A mãe de José, Janete Caetano, conta que a curiosidade e o interesse do filho pela astronomia surgiram de forma espontânea. “Não foi nada ensinado. Tudo que ele sabe é ele que pesquisa. Eu e o pai vimos que ele tinha esse hiperfoco desde que começou a falar. Então, estimulamos e guiamos a leitura e a pesquisa”, relata.

Professora, Janete destaca que o De Olho no Céu representa uma oportunidade não apenas para ampliar o conhecimento do filho, mas também para fortalecer sua socialização — processo importante para o desenvolvimento da autonomia, da comunicação e da convivência. “Quando ele entra nesse universo, fica maravilhado, encantado com tudo que pode ver e com quem pode conversar, pois não é toda criança que consegue conversar com ele sobre o assunto. Quando ele fala daquilo que sabe e consegue se inserir no grupo, eu, como mãe, fico muito satisfeita, pois é quando a neurodivergência, para ele, não é nada”, afirma.

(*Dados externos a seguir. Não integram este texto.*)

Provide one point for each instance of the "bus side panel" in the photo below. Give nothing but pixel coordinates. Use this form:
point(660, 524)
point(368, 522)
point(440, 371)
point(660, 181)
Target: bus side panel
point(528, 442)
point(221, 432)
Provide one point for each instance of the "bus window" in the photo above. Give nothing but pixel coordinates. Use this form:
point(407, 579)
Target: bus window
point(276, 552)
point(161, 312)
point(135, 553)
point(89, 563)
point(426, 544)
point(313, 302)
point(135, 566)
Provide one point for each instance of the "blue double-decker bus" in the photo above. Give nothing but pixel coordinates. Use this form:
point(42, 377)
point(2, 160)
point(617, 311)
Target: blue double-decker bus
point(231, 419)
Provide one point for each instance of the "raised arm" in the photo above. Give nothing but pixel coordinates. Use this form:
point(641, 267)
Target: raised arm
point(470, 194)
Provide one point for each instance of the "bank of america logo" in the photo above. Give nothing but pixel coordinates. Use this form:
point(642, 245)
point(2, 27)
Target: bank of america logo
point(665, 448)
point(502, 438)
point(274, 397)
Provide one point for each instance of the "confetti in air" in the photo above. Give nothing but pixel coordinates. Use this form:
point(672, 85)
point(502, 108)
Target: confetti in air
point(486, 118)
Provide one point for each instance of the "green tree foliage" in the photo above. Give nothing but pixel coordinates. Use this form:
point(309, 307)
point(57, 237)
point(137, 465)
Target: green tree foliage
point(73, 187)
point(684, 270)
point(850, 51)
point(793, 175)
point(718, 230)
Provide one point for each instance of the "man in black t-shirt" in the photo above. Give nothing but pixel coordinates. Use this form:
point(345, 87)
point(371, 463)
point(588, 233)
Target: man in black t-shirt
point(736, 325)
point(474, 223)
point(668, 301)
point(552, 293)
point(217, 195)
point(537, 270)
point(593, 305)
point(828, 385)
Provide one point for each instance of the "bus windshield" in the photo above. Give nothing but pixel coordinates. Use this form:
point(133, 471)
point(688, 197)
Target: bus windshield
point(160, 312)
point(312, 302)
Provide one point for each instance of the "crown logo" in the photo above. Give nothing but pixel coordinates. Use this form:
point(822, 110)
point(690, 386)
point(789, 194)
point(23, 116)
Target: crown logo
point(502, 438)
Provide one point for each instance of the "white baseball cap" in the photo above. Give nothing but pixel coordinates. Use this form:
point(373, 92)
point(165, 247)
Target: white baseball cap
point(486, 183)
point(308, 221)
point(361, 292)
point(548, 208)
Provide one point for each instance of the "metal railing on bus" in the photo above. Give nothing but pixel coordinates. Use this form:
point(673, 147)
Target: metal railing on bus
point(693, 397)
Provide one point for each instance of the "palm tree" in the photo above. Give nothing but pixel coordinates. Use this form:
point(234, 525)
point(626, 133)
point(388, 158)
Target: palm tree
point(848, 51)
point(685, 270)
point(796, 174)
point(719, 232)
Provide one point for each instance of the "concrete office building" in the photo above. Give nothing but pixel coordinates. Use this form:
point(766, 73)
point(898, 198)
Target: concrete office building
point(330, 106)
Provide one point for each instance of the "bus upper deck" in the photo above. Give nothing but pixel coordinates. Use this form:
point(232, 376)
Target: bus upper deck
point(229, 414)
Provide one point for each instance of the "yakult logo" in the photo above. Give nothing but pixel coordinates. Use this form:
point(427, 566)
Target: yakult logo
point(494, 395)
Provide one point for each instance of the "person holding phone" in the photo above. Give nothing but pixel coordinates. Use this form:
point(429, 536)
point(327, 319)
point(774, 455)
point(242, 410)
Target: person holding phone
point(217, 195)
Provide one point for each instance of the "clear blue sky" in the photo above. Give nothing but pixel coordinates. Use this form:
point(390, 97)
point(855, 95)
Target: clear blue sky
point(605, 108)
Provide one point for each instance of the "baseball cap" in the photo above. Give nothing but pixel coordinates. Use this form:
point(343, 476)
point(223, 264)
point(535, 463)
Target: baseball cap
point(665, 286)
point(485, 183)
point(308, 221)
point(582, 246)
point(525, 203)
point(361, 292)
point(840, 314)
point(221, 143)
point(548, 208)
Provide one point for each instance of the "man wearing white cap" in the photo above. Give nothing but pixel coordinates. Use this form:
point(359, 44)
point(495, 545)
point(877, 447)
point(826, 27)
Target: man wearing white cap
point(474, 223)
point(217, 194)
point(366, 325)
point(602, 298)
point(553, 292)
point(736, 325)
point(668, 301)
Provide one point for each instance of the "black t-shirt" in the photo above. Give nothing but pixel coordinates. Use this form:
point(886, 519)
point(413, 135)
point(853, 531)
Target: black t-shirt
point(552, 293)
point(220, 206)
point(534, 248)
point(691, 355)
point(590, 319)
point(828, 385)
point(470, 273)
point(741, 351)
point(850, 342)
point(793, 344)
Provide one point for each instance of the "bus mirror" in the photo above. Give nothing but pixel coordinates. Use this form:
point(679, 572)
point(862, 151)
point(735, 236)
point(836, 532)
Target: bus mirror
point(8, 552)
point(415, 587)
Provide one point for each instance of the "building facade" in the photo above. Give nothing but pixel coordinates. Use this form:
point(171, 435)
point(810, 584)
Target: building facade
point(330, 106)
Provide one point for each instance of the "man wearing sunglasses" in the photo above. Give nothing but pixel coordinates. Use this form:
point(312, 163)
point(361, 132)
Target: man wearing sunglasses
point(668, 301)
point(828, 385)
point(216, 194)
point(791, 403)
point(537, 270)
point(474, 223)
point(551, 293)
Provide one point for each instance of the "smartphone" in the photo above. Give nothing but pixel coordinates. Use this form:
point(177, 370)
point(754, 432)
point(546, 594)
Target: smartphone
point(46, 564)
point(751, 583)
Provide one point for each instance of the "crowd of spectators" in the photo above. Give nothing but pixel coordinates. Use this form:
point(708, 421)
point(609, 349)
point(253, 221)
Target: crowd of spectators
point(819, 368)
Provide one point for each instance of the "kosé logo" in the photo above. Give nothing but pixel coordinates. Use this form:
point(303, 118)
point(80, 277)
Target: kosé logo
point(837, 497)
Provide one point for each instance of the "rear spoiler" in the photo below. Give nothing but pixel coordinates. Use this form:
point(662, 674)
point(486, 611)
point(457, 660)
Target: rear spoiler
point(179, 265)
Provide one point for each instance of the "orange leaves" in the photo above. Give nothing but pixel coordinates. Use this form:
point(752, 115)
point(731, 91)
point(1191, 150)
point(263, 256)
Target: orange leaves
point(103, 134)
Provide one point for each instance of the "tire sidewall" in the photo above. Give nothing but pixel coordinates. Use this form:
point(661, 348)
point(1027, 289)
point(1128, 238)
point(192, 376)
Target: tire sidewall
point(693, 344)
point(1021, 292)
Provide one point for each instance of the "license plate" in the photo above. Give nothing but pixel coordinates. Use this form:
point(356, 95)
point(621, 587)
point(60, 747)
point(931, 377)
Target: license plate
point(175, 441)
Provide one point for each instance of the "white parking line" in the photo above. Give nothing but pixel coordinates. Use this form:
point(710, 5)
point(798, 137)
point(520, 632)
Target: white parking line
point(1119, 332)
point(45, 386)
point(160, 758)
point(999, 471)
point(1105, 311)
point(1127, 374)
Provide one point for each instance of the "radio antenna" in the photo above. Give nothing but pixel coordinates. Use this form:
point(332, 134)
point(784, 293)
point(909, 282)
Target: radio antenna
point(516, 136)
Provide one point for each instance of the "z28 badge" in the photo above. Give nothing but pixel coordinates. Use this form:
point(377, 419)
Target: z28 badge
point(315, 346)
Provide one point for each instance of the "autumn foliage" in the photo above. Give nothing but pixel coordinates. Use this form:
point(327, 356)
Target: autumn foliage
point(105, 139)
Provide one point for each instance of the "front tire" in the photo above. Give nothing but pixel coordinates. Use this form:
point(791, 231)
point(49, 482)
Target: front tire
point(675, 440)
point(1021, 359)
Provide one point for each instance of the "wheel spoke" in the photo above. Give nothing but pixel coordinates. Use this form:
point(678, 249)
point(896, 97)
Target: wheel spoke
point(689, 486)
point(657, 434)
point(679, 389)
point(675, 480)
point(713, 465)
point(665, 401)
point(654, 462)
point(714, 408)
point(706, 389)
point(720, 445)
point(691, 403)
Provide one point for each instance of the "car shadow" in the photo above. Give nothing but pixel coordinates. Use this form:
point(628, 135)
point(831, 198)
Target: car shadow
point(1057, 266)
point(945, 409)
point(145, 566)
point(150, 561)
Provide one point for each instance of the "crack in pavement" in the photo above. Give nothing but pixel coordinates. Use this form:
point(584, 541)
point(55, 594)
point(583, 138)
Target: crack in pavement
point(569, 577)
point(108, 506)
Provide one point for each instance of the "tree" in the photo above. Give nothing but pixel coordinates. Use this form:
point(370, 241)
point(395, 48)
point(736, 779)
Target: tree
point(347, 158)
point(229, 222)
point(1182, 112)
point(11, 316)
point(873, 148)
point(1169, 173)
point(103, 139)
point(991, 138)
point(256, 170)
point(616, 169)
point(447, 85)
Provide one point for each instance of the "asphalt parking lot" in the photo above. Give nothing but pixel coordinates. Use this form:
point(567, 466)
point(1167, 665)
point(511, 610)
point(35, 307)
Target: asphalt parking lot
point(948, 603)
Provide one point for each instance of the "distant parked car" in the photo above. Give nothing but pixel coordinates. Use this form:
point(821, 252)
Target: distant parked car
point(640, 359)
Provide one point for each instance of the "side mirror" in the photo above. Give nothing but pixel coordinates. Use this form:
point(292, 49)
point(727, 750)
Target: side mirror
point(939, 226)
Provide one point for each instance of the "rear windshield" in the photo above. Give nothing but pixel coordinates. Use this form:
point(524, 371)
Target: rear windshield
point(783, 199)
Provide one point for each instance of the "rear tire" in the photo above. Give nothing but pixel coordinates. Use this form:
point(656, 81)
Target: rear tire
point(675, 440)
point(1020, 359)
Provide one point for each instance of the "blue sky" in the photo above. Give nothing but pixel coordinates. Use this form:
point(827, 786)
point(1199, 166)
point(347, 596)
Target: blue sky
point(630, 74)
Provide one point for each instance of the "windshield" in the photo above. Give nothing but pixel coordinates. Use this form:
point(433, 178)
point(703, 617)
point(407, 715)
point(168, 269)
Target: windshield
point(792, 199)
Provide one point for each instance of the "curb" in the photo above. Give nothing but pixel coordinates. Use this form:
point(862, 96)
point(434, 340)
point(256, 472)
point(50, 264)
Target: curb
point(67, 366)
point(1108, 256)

Assim como José Leonardo, as crianças que participaram da primeira edição do De Olho no Céu voltada ao público externo percorreram um circuito de atividades que estimulou o trabalho coletivo, a curiosidade e o interesse por ciência e tecnologia. Ao longo de quase cinco horas de programação, participaram de palestra e exposição sobre missões espaciais, com o professor Daniel Vinhal; oficinas de Relógio Solar e de Constelações; sessões de planetário; roda de conversa; e observação da lua e de planetas com o auxílio de telescópios.


O interesse em continuar fazendo parte do De Olho no Céu revela o impacto do projeto entre os participantes. Estudantes que se formarão neste ano já manifestam o desejo de retornar como monitores, enquanto famílias que participaram da primeira edição aberta ao público pedem novas oportunidades de vivenciar a experiência. Para o Sesc-DF, a continuidade desse vínculo reforça a proposta de promover qualidade de vida por meio do acesso à educação, à ciência e à tecnologia. Mais do que olhar para o céu, o projeto amplia horizontes, estimula a curiosidade e cria espaços de convivência e aprendizado que podem permanecer para além de cada edição.